Menariknya terdapat banyak sekali analisis yang menyatakan menolak ekspor gas dan
meminta untuk dilakukan pembatasan, antara lain yang disampaikan dalam Sierra Club
Recommendation dan Synapse (2013). Dalam sierra recommendation menyatakan bahwa
ekspor dapat menyebabkan kenaikan harga gas domestik dalam amerika, kompensasi
pekerja dan pendapatan dari investasi akan menurun, kekayaan pemilik sumber daya
akan melesat (sesuai hukum disana, kekayaan alam dibawah suatu tanah adalah milik
pemilik tanah) dan rusaknya lingkungan karena proses fracking yang besar-besaran.
Sedangkan menurut analisis Synapse (2013), ekspor akan menyebabkan GDP Amerka
turun, bila pendapatan ekspor LNG lebih besar dari 100% pertumbuhan GDP maka yang
terjadi perekonomian domestik menyusut, peningkatan ekspor akan menurunkan
perekonomian domestik, hilangnya pekerjaan dan bahaya perekonomian secara luas.
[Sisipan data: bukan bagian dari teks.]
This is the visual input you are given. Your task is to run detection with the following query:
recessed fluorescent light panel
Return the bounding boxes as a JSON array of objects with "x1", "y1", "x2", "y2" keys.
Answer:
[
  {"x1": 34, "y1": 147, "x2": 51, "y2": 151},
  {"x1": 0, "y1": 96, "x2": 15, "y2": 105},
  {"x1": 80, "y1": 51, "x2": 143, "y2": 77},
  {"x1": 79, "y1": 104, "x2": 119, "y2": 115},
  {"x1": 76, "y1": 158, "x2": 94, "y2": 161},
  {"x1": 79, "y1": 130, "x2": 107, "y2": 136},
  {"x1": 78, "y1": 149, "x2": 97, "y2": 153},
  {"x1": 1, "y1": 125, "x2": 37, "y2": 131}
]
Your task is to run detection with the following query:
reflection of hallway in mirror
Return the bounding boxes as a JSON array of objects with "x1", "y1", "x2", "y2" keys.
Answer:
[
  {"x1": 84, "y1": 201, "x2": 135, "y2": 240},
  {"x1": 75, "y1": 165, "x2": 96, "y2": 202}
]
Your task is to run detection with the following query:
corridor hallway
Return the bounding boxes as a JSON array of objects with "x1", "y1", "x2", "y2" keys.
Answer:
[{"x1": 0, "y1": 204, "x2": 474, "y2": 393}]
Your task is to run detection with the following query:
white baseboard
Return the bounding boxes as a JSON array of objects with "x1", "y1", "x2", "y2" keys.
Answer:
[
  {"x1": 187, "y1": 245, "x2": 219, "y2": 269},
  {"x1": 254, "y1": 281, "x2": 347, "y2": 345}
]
Pertanyaannya mengapa demikian? Lapangan pekerjaan hilang??

Ternyata bila dianalisis, pasar gas Amerika sebenarnya tidak terkoneksi dengan pasar gas
internasional. Atau dengan bahasa lain, pasar gas Amerika terisolasi. Adanya impor LNG
ke Amerika tidak menunjukan terkoneksi, karena harga LNG yang diimpor ditentukan oleh
pasar gas Amerika. Dan kondisi hari ini produksi mereka mencukupi sebenarnya untuk
kebutuhan mereka sendiri. Dengan kondisi ini maka dinamika harga gas disana benarbenar ditentukan oleh mekanisme supply dan demand di sana saja.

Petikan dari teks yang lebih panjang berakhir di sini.